Es würden zu viele Pflichten und Haftungsrisiken auf kleine und mittlere Unternehmen (KMU) abgewälzt, so die Argumentation. Dieses Veto wurde von anderen Mitgliedsstaaten stark kritisiert, denn in den zweijährigen Verhandlungsprozess waren die Mitgliedsstaaten intensiv eingebunden. Darüber hinaus gab es in EU-weiten und nationalen Konsultationen über den gesamten Zeitraum breite Beteiligungsmöglichkeiten für alle Stakeholder wie Interessenvertretungen und NGOs. Die vor allem von Industriellenvereinigung und Wirtschaftskammer geäußerte Kritik am Gesetzesentwurf ist verwunderlich, insbesondere aufgrund der Argumentation. Werden EU-Rechtsakte pauschal abgelehnt, nehmen sich Interessenvertretungen und Parteien die Möglichkeit, gesetzliche Rahmenbedingungen mitzugestalten. Sie verstärken so nicht nur die EU-kritische Haltung und Polarisierung der Gesellschaft, sondern verhindern auch konstruktive Ansätze und pragmatische Prozesse.

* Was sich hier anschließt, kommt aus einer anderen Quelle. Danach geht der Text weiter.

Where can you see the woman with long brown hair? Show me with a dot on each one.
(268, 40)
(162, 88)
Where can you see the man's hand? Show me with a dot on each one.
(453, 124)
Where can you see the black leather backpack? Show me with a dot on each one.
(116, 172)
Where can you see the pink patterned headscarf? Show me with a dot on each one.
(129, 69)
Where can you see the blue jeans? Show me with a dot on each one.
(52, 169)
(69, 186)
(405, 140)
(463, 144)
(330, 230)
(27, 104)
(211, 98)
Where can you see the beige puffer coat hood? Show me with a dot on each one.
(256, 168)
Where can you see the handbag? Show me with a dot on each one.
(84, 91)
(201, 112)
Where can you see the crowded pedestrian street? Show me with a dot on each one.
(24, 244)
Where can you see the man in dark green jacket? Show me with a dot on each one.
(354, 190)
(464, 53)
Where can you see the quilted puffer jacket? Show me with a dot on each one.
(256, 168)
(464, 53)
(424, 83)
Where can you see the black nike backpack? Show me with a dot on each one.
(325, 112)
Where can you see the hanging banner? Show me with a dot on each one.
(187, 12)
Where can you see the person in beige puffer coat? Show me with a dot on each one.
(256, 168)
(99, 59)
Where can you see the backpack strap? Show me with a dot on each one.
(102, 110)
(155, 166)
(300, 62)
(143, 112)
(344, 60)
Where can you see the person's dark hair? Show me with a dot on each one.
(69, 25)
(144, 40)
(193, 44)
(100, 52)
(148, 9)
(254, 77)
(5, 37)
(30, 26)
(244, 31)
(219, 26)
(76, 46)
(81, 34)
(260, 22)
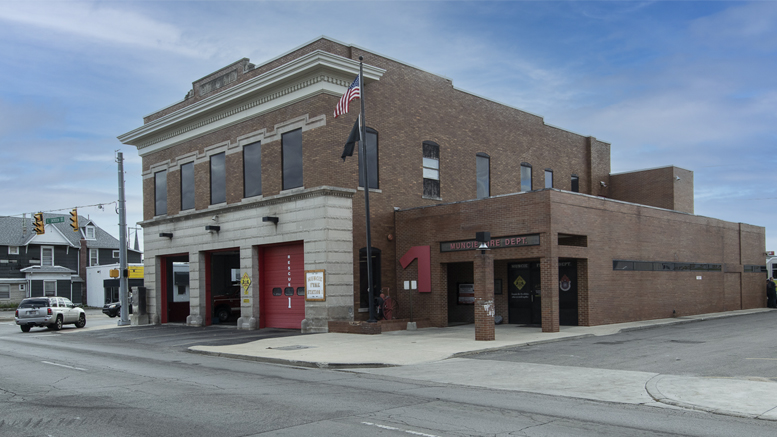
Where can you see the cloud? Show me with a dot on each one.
(99, 23)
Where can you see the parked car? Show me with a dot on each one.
(113, 309)
(51, 312)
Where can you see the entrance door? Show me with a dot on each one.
(567, 292)
(283, 287)
(524, 290)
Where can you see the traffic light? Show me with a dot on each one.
(74, 219)
(38, 225)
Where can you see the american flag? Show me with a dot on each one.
(351, 93)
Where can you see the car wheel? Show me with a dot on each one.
(223, 314)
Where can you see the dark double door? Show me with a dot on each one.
(524, 285)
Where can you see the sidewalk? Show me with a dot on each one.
(434, 355)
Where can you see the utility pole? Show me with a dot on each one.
(124, 318)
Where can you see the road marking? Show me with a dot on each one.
(62, 365)
(399, 429)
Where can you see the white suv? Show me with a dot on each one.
(51, 312)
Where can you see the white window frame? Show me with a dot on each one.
(42, 258)
(45, 283)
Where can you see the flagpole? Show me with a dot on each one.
(363, 155)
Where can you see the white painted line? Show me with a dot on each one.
(399, 429)
(62, 365)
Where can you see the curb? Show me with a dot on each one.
(652, 389)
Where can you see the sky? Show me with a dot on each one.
(684, 83)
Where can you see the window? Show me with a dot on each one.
(431, 165)
(47, 256)
(252, 170)
(50, 288)
(187, 186)
(291, 143)
(372, 159)
(218, 179)
(160, 193)
(483, 169)
(525, 177)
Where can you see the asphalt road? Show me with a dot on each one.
(139, 381)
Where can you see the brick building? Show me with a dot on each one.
(243, 182)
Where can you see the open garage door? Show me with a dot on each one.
(283, 286)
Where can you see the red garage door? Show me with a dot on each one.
(283, 286)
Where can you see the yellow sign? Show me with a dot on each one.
(135, 272)
(245, 282)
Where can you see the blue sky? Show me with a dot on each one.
(691, 84)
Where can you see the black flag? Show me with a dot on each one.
(352, 139)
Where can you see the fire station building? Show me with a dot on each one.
(243, 185)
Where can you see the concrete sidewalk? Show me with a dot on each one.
(437, 355)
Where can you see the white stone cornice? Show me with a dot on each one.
(316, 73)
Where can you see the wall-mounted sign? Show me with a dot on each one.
(495, 243)
(315, 285)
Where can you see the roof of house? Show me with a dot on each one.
(12, 234)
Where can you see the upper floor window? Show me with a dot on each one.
(483, 169)
(291, 143)
(47, 256)
(431, 165)
(187, 186)
(50, 289)
(218, 179)
(252, 170)
(526, 182)
(160, 193)
(372, 159)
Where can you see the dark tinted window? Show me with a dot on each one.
(160, 192)
(218, 179)
(252, 170)
(372, 159)
(483, 175)
(526, 177)
(187, 186)
(292, 159)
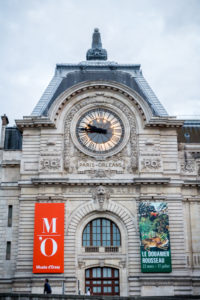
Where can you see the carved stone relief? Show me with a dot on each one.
(188, 166)
(101, 196)
(151, 163)
(49, 164)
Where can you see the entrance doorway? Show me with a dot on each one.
(102, 281)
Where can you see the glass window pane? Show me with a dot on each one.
(104, 272)
(87, 273)
(101, 229)
(116, 273)
(116, 289)
(94, 272)
(109, 272)
(98, 272)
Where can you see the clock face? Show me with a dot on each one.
(100, 130)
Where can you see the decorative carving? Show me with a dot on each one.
(198, 171)
(133, 136)
(81, 264)
(101, 196)
(122, 263)
(150, 163)
(50, 163)
(188, 166)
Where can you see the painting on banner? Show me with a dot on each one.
(154, 237)
(48, 251)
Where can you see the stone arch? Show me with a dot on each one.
(75, 93)
(129, 221)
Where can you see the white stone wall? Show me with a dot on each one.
(44, 177)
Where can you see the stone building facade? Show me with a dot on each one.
(137, 153)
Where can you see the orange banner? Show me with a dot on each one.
(48, 252)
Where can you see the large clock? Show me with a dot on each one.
(100, 130)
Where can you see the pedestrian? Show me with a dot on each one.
(47, 287)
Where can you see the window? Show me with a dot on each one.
(101, 232)
(9, 215)
(102, 281)
(8, 250)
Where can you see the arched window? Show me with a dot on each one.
(101, 232)
(102, 281)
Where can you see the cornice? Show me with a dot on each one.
(10, 163)
(164, 122)
(34, 122)
(191, 183)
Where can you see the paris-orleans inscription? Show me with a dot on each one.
(117, 166)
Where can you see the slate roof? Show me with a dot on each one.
(96, 67)
(13, 139)
(68, 75)
(189, 133)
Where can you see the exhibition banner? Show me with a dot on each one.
(154, 237)
(48, 251)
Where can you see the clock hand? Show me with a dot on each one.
(93, 129)
(96, 129)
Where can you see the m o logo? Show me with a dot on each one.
(48, 253)
(43, 247)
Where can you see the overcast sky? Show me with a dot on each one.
(163, 36)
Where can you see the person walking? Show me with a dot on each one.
(88, 292)
(47, 287)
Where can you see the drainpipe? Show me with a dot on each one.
(5, 122)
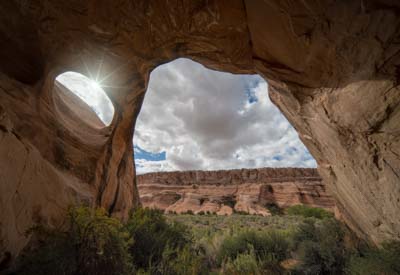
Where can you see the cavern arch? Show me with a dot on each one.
(332, 68)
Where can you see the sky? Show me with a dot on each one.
(194, 118)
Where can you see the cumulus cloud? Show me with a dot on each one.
(203, 119)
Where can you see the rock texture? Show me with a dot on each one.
(332, 68)
(222, 192)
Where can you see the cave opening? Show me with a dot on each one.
(195, 118)
(90, 93)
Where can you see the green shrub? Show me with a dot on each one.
(268, 246)
(376, 261)
(93, 243)
(308, 212)
(184, 261)
(152, 236)
(243, 264)
(320, 247)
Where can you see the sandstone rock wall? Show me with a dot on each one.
(332, 68)
(221, 192)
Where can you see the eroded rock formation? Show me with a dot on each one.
(222, 192)
(332, 68)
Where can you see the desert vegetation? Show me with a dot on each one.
(304, 241)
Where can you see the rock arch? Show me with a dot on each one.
(332, 68)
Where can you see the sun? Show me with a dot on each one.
(95, 84)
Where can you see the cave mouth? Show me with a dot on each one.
(195, 118)
(90, 92)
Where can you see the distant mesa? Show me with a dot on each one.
(227, 191)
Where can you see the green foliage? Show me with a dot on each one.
(152, 236)
(308, 212)
(268, 246)
(320, 247)
(376, 261)
(93, 243)
(243, 264)
(184, 261)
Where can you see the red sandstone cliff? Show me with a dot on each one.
(247, 190)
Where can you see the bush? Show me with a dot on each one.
(308, 212)
(93, 243)
(243, 264)
(183, 261)
(377, 261)
(320, 247)
(152, 236)
(269, 246)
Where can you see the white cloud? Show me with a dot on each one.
(203, 120)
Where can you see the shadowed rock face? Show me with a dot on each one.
(221, 192)
(332, 67)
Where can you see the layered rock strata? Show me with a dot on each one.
(332, 68)
(223, 192)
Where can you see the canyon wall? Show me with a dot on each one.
(332, 68)
(226, 191)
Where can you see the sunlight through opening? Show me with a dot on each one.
(91, 92)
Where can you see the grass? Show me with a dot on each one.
(153, 243)
(209, 225)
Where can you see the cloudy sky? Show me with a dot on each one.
(196, 118)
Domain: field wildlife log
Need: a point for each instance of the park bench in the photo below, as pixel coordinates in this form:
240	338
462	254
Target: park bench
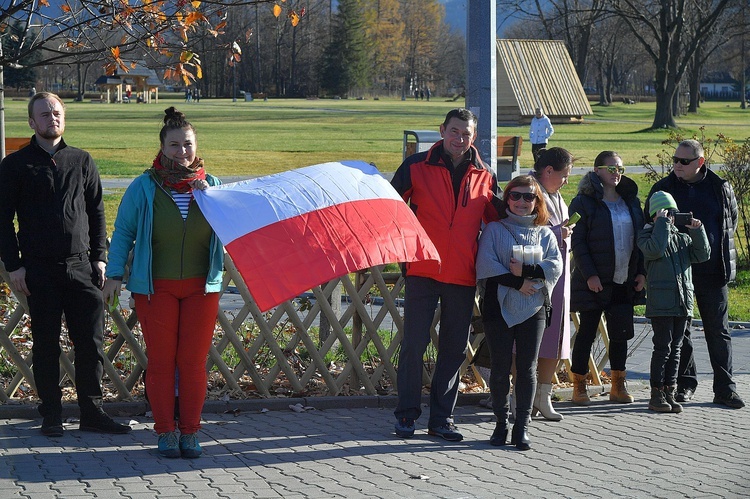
508	151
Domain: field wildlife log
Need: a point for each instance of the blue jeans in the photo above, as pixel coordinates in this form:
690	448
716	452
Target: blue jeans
456	307
665	359
712	303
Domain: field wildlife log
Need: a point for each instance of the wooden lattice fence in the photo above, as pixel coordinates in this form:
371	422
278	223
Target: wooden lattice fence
252	351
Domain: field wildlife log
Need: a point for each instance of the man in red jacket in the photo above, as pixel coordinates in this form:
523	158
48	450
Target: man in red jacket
451	191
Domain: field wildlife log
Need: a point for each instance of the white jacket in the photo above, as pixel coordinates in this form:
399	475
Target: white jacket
540	130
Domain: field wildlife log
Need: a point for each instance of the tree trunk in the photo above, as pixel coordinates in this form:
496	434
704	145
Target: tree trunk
664	117
694	89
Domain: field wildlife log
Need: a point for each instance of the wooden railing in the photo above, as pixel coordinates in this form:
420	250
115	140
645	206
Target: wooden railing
254	354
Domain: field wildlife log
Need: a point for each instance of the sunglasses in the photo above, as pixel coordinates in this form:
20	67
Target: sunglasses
682	161
614	169
527	196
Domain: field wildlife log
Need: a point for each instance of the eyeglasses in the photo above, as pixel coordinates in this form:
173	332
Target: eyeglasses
683	161
527	196
614	169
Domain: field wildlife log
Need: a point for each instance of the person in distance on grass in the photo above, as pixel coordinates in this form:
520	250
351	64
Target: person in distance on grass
175	278
57	260
451	191
710	198
669	255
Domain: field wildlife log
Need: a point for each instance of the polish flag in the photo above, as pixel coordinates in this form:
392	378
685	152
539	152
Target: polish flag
295	230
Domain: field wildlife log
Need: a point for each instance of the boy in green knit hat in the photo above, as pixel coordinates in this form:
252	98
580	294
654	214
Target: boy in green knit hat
668	255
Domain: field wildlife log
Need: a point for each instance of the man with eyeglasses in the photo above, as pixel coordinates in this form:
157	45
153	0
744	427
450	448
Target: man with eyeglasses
451	191
710	198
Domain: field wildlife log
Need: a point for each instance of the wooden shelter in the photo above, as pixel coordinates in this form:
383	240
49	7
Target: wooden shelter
142	80
537	73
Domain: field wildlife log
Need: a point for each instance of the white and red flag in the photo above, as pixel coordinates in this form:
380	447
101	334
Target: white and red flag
291	231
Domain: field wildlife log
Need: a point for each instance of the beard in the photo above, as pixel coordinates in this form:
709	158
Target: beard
51	133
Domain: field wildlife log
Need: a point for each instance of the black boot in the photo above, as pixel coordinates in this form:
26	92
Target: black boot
500	406
520	436
500	435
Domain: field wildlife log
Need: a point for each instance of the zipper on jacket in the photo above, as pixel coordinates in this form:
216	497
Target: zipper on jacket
184	228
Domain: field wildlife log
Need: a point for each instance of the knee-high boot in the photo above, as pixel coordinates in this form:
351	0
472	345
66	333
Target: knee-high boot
619	392
580	395
543	403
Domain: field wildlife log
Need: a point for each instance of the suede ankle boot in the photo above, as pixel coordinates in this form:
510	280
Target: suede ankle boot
543	403
520	436
658	402
580	395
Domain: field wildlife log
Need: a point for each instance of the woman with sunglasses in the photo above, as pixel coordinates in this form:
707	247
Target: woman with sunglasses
516	295
608	269
551	170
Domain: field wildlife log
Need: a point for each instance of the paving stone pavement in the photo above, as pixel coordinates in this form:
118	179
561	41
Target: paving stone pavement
344	449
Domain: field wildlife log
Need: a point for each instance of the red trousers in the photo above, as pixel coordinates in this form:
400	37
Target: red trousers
178	323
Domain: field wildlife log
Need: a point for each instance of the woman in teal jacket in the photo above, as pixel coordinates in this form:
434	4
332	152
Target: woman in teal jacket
175	279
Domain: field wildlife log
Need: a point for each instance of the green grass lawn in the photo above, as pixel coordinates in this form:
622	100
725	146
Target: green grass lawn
257	138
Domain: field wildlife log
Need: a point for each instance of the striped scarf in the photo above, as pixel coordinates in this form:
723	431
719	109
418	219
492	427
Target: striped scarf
175	176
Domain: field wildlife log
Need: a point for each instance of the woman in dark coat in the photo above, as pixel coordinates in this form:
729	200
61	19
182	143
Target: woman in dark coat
608	269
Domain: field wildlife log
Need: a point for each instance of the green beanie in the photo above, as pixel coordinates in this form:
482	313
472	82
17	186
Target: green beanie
661	200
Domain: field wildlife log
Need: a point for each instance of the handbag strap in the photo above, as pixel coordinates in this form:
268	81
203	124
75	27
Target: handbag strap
547	300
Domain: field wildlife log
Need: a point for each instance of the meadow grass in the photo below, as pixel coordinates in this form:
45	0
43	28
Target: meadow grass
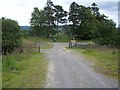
27	70
105	60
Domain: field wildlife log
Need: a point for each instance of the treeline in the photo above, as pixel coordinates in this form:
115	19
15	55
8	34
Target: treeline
85	23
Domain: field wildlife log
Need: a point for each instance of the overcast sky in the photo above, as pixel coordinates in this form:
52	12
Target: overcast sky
20	10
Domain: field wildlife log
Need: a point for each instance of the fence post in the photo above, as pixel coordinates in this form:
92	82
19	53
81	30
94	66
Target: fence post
39	48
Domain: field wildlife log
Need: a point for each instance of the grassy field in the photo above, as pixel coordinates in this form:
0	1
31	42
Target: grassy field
105	60
26	70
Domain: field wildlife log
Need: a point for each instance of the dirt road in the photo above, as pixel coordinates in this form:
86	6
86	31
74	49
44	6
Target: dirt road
68	69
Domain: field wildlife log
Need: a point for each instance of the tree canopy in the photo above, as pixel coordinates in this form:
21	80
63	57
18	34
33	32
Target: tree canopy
11	37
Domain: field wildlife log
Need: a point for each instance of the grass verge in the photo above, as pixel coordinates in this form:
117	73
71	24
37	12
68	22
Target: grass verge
106	60
20	71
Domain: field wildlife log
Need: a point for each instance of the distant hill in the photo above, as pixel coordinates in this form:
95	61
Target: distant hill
25	27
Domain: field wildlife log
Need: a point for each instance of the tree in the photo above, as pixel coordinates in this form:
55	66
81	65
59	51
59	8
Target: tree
59	15
11	37
75	14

Das Lieferkettengesetz gilt für Unternehmen mit mehr als 500 Mitarbeiter:innen bzw. mehr als 150 Millionen Euro Umsatz. Das Argument, dass das Gesetz zu übermäßigen finanziellen Belastungen führt und für kleinere Unternehmen nicht bewältigbar wäre, greift so also nicht: KMUs – mehr als 99,6 Prozent der österreichischen Unternehmen – sind nicht vom Gesetz erfasst. Nur 0,4 Prozent der Unternehmen in Österreich sind so groß, dass sie das Lieferkettengesetz betrifft, EU-weit etwa 20.000. KMUs selbst müssen nur dann Informationen über ihre Lieferkette geben, wenn sie große Unternehmen direkt beliefern. Doch hier sieht die Richtlinie finanzielle Unterstützungsmaßnahmen vor. Gleichzeitig greifen vorgesehene Haftungsmechanismen vor allem, wenn Berichtspflichten mutwillig ignoriert werden. Darüber hinaus ist klar geregelt, dass große Unternehmen die Kosten nicht an ihre Zulieferer weiterreichen dürfen. Da in Deutschland bereits ein wesentlich strengeres Lieferkettengesetz in Kraft ist, scheint das diskutierte EU-Gesetz in der Argumentation mit dem deutschen vermischt zu werden.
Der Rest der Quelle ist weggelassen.